P. Chiappini, M. Cravedi, M. Dadomo, F. Fiordalisi, A. Ferrari, R. Rossi, L.Vitali

Il paziente con I.R.C. deve affrontare un cammino fatto di rinunce, di continui cambiamenti e adattamenti rispetto alla dieta, alla terapia farmacologica, alla terapia dialitica e a volte al trapianto. I pazienti che iniziano il trattamento emodialitico in urgenza e non seguono il percorso educativo di predialisi spesso manifestano al personale infermieristico carenze informative rispetto agli argomenti sopra descritti. Inoltre, anche i pazienti che hanno seguito un percorso educativo e informativo strutturato tendono a diminuire nel tempo il livello attentivo rispetto allo standard acquisito dimenticando o modificando le prescrizioni, poiché il mantenere nel tempo le restrizioni e gli adattamenti diventa motivo di stress. È nata cosi l’idea di individuare un nuovo strumento non solo didattico,ma soprattutto interattivo a disposizione dei pazienti e degli operatori da utilizzare durante la seduta di emodialisi.
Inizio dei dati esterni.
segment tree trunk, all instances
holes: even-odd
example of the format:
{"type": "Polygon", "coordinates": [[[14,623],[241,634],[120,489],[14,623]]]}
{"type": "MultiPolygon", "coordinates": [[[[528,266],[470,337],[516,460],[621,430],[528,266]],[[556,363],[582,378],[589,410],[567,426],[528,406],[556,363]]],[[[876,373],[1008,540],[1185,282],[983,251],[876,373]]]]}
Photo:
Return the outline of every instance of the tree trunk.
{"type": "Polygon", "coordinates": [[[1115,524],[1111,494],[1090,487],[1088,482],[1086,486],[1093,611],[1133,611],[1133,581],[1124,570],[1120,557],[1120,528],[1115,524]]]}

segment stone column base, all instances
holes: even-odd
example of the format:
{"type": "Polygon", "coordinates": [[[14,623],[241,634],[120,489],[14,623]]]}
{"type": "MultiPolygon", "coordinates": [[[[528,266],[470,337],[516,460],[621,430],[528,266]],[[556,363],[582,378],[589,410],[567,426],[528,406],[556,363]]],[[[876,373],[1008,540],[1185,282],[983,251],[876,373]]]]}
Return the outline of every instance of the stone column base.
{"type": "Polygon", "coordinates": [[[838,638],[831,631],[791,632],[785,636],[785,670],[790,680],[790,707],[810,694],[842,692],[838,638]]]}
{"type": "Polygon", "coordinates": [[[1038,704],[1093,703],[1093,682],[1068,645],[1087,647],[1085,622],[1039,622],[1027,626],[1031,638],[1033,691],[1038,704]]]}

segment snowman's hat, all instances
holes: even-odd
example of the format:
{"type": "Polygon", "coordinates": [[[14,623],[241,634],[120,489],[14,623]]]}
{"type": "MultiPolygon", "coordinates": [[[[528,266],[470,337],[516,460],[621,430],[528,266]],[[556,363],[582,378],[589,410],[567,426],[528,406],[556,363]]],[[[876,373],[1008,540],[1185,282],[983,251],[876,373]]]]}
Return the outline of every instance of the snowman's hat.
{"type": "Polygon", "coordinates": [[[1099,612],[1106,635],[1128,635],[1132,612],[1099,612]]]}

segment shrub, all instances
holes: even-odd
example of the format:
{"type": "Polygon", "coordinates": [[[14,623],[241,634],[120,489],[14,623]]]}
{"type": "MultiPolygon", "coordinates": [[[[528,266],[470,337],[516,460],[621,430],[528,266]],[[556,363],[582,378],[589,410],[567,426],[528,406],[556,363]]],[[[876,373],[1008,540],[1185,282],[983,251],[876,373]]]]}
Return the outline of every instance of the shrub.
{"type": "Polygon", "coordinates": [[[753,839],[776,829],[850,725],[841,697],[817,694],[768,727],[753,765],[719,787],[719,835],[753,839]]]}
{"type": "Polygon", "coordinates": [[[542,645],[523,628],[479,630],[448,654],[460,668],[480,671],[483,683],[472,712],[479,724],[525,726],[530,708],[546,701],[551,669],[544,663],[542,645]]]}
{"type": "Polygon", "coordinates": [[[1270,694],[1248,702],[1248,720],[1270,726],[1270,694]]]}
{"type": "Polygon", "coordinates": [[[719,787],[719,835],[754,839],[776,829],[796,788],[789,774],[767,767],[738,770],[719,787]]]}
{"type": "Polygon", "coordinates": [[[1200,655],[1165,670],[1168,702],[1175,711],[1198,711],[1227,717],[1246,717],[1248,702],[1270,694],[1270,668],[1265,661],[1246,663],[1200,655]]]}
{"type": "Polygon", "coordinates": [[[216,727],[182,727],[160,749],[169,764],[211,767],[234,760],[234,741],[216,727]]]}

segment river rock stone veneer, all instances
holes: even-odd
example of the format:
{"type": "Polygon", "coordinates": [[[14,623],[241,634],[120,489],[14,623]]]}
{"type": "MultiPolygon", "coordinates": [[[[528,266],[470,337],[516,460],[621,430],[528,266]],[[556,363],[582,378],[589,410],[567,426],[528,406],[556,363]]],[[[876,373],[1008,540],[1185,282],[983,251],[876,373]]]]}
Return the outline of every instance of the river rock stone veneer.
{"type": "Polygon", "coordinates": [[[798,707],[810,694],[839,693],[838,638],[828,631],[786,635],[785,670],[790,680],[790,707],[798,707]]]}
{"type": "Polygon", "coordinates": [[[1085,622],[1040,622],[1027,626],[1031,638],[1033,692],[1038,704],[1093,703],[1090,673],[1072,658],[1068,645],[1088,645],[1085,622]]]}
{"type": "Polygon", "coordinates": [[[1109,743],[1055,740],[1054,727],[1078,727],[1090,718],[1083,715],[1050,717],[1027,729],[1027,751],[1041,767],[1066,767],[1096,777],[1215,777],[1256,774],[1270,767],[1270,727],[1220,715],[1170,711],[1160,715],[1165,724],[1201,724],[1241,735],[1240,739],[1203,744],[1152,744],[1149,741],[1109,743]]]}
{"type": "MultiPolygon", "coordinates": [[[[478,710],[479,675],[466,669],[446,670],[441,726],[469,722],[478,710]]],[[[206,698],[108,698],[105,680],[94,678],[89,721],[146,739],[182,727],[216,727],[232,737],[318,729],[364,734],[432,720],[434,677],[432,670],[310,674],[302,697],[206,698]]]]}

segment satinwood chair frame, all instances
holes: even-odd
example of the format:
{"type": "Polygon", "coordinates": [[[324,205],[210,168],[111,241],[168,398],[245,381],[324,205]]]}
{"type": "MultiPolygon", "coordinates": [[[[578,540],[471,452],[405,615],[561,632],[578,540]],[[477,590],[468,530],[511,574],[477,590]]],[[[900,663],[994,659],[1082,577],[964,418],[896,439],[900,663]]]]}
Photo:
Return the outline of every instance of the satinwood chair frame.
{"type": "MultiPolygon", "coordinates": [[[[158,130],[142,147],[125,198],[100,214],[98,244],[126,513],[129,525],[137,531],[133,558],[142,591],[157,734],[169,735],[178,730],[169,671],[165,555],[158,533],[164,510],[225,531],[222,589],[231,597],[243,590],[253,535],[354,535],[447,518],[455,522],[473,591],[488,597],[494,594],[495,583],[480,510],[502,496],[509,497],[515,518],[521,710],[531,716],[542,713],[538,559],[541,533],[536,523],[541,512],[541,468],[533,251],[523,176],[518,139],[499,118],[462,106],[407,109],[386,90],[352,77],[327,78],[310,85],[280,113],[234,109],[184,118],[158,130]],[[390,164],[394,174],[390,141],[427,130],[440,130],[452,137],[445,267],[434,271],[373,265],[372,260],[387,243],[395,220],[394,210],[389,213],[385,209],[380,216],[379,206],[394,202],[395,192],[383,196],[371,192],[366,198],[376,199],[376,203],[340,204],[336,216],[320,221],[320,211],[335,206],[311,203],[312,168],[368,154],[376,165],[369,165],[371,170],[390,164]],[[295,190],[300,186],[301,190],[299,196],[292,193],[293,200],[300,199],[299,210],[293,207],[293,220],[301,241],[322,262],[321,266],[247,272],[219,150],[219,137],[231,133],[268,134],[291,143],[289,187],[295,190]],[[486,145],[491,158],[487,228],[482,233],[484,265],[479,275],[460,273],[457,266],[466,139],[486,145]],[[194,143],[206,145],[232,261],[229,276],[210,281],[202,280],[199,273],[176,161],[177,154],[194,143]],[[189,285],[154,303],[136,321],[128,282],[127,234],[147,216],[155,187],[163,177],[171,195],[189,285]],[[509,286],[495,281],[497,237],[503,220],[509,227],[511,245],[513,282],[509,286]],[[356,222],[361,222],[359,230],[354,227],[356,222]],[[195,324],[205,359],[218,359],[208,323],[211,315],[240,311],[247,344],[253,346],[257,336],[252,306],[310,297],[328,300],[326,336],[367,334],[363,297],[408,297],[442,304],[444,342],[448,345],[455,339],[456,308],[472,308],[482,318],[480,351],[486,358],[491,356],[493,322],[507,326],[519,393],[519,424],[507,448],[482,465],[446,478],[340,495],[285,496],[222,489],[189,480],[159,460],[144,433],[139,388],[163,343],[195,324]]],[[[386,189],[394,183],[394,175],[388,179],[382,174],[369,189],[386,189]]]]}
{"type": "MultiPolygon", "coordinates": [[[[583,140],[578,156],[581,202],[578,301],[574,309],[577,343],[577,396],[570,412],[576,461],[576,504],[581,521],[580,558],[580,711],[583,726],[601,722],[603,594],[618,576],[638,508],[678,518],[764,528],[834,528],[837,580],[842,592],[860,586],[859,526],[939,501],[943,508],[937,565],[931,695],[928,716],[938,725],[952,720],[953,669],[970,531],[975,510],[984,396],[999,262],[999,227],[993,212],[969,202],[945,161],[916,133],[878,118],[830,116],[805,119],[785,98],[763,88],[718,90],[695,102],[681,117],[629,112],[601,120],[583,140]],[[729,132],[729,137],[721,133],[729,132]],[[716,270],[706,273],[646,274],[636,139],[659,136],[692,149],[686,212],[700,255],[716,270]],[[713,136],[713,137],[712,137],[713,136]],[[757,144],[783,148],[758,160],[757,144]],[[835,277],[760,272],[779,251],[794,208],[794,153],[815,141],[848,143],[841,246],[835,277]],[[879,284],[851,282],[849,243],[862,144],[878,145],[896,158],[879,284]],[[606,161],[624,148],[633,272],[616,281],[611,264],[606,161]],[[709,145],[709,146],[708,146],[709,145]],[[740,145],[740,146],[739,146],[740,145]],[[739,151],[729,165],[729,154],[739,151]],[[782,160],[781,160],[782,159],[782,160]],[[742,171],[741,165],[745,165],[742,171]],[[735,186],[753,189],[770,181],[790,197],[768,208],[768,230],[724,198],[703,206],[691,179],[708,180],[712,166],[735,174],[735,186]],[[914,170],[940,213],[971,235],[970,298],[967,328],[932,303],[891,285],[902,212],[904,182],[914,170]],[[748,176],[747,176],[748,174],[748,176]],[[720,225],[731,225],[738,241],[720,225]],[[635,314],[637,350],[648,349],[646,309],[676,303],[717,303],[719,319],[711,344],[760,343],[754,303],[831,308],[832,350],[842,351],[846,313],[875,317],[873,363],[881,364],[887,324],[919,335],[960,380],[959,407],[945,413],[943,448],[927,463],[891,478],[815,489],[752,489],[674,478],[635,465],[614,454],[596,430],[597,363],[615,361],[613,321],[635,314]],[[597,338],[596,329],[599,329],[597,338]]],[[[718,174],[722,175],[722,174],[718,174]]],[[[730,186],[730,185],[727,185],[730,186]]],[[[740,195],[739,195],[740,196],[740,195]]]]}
Il personale medico e infermieristico dei centri di Piacenza con i CAL di Fiorenzuola, Bobbio, Castelsangiovanni ha dato vita ad un gruppo di lavoro insieme a 10 pazienti, i quali a loro volta hanno coinvolto il proprio turno di dialisi nell’individuazione di quegli argomenti che necessitavano di chiarimenti e approfondimenti. Inoltre un paziente nel processo di elaborazione emotiva della ricaduta cognitiva di apprendimento ha espresso in forma umoristica con disegni e vignette i possibili vissuti situazionali. Questo ha coinvolto l’intero gruppo anche nella possibilità di meglio esternare le emozioni sia negative delle prescrizioni, sia quelle positive di una possibile migliore qualità di vita. Durante gli incontri i pazienti sono diventati sintonici rispetto a dinamiche di coesione del gruppo, favorendo relazioni anche di tipo amicale che continuano tutt’ora. Tale iniziativa si è arricchita della possibilità di utilizzare il materiale ottenuto proiettando durante la seduta dialitica i Cd informativi, coinvolgendo sia i pazienti che il personale infermieristico di sala, in una relazione interattiva volta a rispondere in modo dinamico ai bisogni di conoscenza dei pazienti.